The Humuhumunukunukuapua`a is the state fish of Hawaii, albeit unofficial.

How I came to know that rather curious fact is what I have decided to write about...Wait!...Strike that...how I have come to know a whole constellation of curious fact, arcane knowledge and just plain not common sense is what I want to write about.

I want to make it abundantly clear, which undoubtedly would happen after you read a few of my flawed statements in any case, that I am not a philosopher and that this is not in almost any way, shape or form, abstract, solid or constructed from some geometry of n-or-so dimensions to be construed as an essay in epistemology or my method, rigorous or casual, for how I, we all, come to know things.
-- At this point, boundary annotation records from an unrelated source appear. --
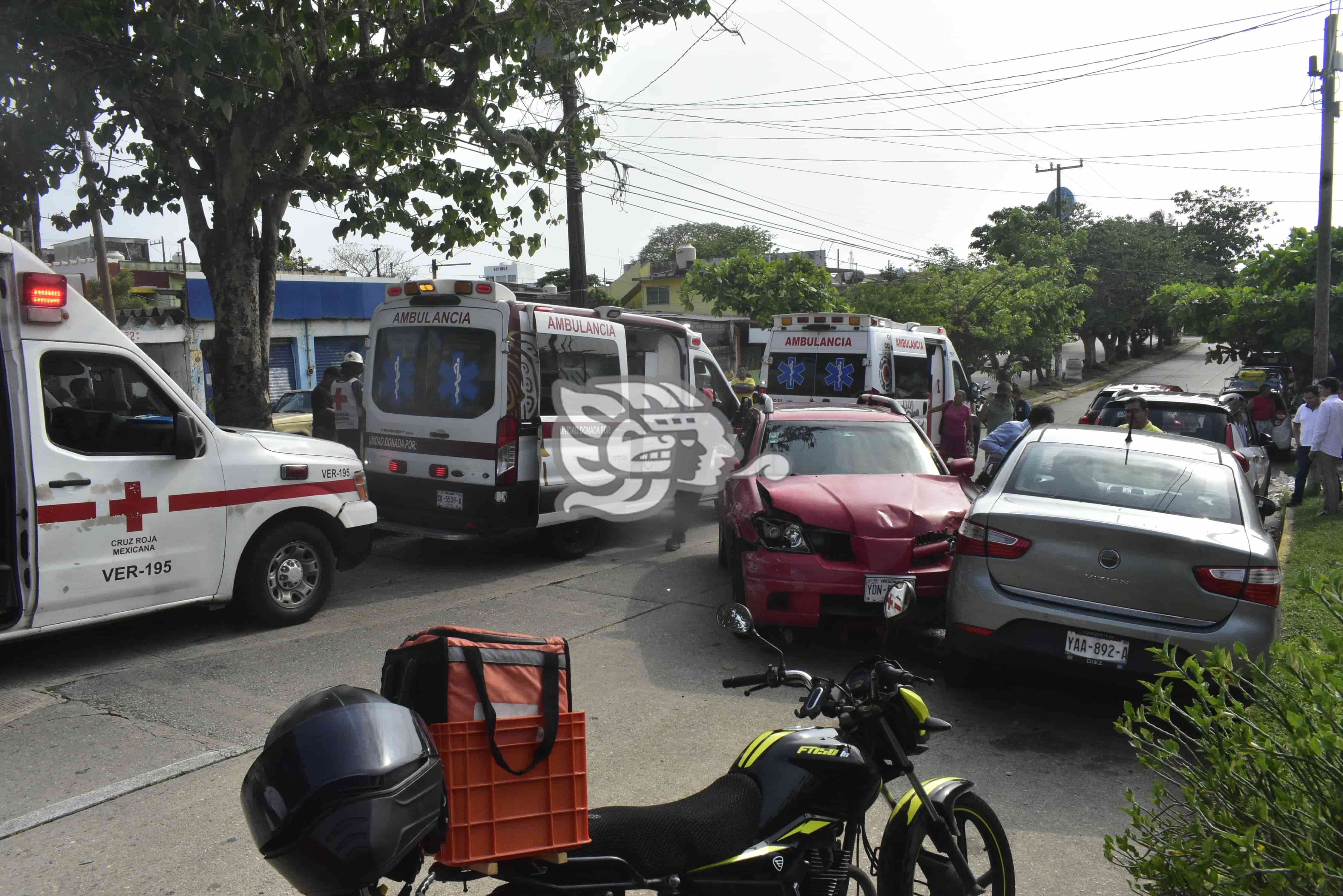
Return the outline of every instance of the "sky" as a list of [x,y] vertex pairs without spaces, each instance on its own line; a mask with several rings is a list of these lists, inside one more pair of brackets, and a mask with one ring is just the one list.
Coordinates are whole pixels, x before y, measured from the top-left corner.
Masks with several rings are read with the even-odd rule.
[[[614,279],[654,227],[684,220],[763,226],[782,250],[823,249],[866,271],[916,265],[933,246],[964,254],[990,212],[1049,195],[1054,175],[1037,168],[1078,160],[1064,185],[1105,215],[1174,211],[1175,192],[1225,184],[1272,201],[1270,240],[1316,223],[1319,79],[1307,59],[1322,55],[1330,4],[710,3],[736,34],[709,19],[634,31],[582,82],[598,148],[624,173],[620,195],[611,163],[586,176],[590,273]],[[517,114],[544,121],[555,105]],[[75,189],[67,177],[43,212],[68,210]],[[563,185],[551,189],[563,211]],[[304,206],[289,211],[293,236],[328,263],[333,212]],[[181,215],[121,211],[106,231],[164,238],[169,257],[188,235]],[[44,222],[42,239],[86,232]],[[564,223],[543,232],[524,261],[567,267]],[[414,255],[404,236],[377,242]],[[453,261],[469,266],[450,270],[478,275],[501,259],[458,249]],[[412,261],[428,274],[423,255]]]

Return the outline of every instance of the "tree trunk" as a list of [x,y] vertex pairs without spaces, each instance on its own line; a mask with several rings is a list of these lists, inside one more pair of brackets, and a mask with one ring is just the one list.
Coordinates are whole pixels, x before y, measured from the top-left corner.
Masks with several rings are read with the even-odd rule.
[[215,302],[215,340],[210,373],[215,419],[228,426],[270,426],[270,310],[275,270],[270,267],[270,305],[261,314],[261,243],[250,210],[215,204],[212,227],[192,242]]

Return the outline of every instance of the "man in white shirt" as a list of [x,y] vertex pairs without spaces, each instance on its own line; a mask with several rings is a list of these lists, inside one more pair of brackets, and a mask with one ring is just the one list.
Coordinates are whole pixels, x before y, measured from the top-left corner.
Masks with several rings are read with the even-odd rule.
[[1339,512],[1339,461],[1343,459],[1343,399],[1339,382],[1332,376],[1320,379],[1320,410],[1316,411],[1311,445],[1311,465],[1320,469],[1320,488],[1324,489],[1324,509],[1320,516]]
[[1305,486],[1319,482],[1319,470],[1311,466],[1311,446],[1315,443],[1315,423],[1320,408],[1320,387],[1307,386],[1301,390],[1304,399],[1292,418],[1292,435],[1296,437],[1296,489],[1287,506],[1297,506],[1305,498]]

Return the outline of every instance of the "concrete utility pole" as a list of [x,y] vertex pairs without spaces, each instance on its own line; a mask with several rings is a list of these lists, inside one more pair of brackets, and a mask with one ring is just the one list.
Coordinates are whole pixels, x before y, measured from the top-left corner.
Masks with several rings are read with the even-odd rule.
[[1334,99],[1334,73],[1338,71],[1338,13],[1324,17],[1324,67],[1311,56],[1311,77],[1320,81],[1320,220],[1315,231],[1315,360],[1312,379],[1328,375],[1330,365],[1330,277],[1334,255],[1334,120],[1339,114]]
[[568,200],[569,224],[569,305],[587,308],[587,244],[583,236],[583,173],[579,171],[579,82],[573,73],[560,89],[564,117],[569,120],[569,138],[564,142],[564,196]]
[[[79,148],[83,152],[85,168],[93,171],[93,148],[89,132],[79,132]],[[93,251],[98,258],[98,282],[102,283],[102,313],[113,324],[117,322],[117,304],[111,298],[111,273],[107,270],[107,243],[102,238],[102,203],[93,179],[89,179],[89,210],[93,212]]]
[[[1058,219],[1058,234],[1064,232],[1064,172],[1072,171],[1073,168],[1081,168],[1082,160],[1078,159],[1076,165],[1060,165],[1056,161],[1049,163],[1049,168],[1041,168],[1035,165],[1037,175],[1054,173],[1054,218]],[[1107,361],[1111,359],[1105,359]],[[1054,379],[1064,379],[1064,347],[1060,345],[1054,349]]]

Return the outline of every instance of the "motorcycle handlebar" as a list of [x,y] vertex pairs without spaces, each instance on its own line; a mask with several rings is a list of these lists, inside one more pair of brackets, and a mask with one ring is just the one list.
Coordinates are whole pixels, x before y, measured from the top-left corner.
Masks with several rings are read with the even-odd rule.
[[748,685],[763,685],[763,684],[768,682],[768,680],[770,680],[770,677],[766,673],[757,672],[753,676],[733,676],[731,678],[724,678],[723,680],[723,686],[724,688],[745,688]]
That is way beyond my scope or ability.

Whew, it was great to get that bit of mental flotsam off my chest.

Back to the fish also known as the Hawaiian Trigger Fish, I simply heard it one sunny Sunday morning on NPR. Now the question becomes why did NPR run such an audio article? Beats me! I have never been asked it in a game of Trivial Pursuit, but would ace the category, if the question came up.

One of my inventions, so don’t you bother to run out and copyright it, is the game of Consequential Pursuits. There are only five maybe ten cards. At the beginning of play everyone sits in the lotus position, comfortable on pillows, opposite one another. After a couple Om Mani Padme Hums the person who feels “the rightness of the moment” picks a card and displays the contents to the assembled initiates. The card thus picked in our tutorial round is “Love”. The participants then spend the next ten to twenty years in deep contemplation on the concept of “Love”. One of the conundrums that must be solved is how someone wins the game.
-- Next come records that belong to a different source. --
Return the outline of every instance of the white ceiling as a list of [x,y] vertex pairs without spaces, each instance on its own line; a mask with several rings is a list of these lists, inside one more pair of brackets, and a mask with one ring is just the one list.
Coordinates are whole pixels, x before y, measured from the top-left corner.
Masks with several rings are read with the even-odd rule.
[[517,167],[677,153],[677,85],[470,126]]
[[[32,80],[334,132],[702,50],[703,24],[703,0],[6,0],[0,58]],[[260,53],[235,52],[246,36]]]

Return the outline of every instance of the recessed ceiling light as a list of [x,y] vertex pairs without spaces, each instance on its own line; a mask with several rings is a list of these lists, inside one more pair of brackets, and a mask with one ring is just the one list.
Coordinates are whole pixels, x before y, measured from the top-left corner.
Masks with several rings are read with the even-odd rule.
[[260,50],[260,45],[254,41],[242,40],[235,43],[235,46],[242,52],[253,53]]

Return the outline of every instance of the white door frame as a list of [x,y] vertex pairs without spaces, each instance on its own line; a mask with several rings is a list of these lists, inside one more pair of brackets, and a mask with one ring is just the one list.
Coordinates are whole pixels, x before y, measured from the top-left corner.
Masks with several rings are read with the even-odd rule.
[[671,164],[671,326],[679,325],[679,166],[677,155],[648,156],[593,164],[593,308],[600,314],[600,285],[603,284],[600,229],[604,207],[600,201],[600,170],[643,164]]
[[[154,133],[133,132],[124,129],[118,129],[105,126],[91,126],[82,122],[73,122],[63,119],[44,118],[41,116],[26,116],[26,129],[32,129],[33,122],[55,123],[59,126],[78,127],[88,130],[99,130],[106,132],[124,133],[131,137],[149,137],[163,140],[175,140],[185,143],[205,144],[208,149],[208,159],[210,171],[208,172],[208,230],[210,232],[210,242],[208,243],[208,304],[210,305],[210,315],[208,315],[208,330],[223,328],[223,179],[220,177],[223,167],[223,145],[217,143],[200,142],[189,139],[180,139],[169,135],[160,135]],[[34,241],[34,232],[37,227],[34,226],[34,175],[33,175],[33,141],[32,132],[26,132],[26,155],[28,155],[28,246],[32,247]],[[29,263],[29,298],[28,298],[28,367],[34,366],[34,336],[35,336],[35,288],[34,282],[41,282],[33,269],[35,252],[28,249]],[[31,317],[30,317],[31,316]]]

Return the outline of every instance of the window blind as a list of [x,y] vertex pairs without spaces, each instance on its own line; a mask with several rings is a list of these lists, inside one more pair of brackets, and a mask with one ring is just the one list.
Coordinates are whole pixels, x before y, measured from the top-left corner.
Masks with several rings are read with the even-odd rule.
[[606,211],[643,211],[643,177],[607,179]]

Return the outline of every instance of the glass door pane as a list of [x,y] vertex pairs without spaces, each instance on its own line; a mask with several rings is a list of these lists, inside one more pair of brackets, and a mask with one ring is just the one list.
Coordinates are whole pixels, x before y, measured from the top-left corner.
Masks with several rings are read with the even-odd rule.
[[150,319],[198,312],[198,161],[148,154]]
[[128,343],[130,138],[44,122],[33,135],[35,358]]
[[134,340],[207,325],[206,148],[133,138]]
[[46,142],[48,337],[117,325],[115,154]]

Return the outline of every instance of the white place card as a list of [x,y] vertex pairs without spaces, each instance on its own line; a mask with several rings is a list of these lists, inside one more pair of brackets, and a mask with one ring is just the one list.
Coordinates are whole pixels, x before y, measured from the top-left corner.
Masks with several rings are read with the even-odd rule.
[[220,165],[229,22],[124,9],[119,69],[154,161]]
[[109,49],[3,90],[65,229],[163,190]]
Look, I know a bunch of stuff. None of it can be considered as practical, germane, important or topical in the quotidian life that I lead. It is our habit at the company where I work to play a bastardized game of Trivial Pursuit. I read the entire card, we all guess and haw at the answer and then I turn to card over and spit up the knowledge tallied on the other side. No pies, no moves, no climbs up the Parcheesi like board, just the questions and the answers, ma’am. The kind of game Joe Friday would play.

One day I was off in the world and came back to a game in progress around the lunch table. “Go ahead ask him!” one co-worker nudged another. “He won’t know! He can’t know that!” said another. The implication was that if I did know the answer I was even a queerer duck than anyone thought. “Okay, “said the first person, clutching the card, “What Philosopher wrote the Blue and the Brown Books?”
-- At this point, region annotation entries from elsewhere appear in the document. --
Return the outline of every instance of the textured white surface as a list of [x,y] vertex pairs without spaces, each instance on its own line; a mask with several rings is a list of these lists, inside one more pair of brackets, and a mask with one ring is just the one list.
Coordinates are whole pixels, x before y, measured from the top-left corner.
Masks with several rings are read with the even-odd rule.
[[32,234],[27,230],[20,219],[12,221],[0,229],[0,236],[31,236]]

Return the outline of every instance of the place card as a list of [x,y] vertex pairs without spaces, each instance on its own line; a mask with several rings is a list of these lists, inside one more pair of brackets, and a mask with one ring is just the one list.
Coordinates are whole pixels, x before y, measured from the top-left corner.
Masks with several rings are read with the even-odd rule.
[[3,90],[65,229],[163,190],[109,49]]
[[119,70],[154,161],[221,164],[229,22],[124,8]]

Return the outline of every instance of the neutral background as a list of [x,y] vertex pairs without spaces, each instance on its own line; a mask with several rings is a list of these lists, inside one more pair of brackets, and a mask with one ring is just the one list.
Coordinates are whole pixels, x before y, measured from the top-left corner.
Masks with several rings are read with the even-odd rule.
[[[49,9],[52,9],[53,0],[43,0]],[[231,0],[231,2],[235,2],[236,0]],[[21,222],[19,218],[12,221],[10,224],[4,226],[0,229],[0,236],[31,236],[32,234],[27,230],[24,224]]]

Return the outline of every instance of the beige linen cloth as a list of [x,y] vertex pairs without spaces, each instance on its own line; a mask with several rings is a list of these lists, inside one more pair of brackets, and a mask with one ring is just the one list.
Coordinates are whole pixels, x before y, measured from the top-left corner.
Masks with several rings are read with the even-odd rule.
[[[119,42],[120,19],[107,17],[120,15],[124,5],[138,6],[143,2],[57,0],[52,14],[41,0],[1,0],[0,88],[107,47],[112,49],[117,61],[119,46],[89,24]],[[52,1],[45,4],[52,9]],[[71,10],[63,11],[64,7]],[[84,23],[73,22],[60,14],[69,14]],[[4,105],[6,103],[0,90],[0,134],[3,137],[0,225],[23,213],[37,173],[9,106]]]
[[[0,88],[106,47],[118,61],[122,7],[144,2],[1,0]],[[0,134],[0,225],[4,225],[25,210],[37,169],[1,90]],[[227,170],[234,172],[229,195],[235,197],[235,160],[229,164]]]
Quicker than you can say Tractatus Logico-Philosophicus, I answered “Wittgenstein”

“You can’t know that!” said one. “First name?” questioned the other
“Ludwig” I said, “born Vienna, Austria.” Like a true Wisenheimer.

See, they never asked me what the books were about. And I don’t know why I remembered Ludwig very much. Once I owned a copy of all three books and can’t even pretend that I plumed their depths. Hell, I couldn’t even skim their surface.

A friend of mine, Dean to be exact, says the he stopped playing Trivial Pursuit when a woman combatant yelled at him as he answered some equally obscure bit of information, “You have no right to know that!”

I haven’t quit. I love knowing the stupid stuff that I know. It makes life a little more worthwhile. My latest tack is, when confronted with irate faces caused somehow by my answering an inconsequential questions is to say, “Well, why is it that you don’t know that?”

It’s the question I ask my self when someone exhibits knowledge unknown to me. In wonder, I think, “Why don’t I know that?”

Did you know that Marilyn Monroe was the model for Tinker Bell? I often go to sleep dreaming about that.